# MK4 GTI Interior Peeling . . .



## TurboR850 (Sep 18, 2006)

Hey Guys,
My g/f's car 2000 1.8T door handles, window switches pieces, and pieces around the shifter has a coating on it that is getting scratched and peeling (like a rubber substance - coating). Is there any way of fixing this since it looks terrible ? ? ? Is there a coating we can put on or do I need get newer pieces ? Or should I just take it all off ?
Thanks!


----------



## stv1der (Feb 3, 2009)

*Re: MK4 GTI Interior Peeling . . . (TurboR850)*

yeah- whats up with that? I got the same thinggoing on in my car, i was just thinking about replacing them on the doors with some 20AE brushed alum and customizing my shiftboot bezel into one of those circle thingies I see in the TT.

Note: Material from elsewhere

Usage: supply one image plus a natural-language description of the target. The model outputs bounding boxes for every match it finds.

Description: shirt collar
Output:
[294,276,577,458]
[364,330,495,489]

If you find something else to do let me know. I just started peeling it and back until it looks ugly enough for me to do something about it.


----------



## WE20vMK4 (Mar 8, 2007)

*Re: MK4 GTI Interior Peeling . . . (stv1der)*

If you take steel wool to it, the rubber coating will come off and you will have the very same colored plastic underneath. looks tons better.


----------



## TurboR850 (Sep 18, 2006)

*Re: MK4 GTI Interior Peeling . . . (WE20vMK4)*


_Quote, originally posted by *WE20vMK4* »_If you take steel wool to it, the rubber coating will come off and you will have the very same colored plastic underneath. looks tons better.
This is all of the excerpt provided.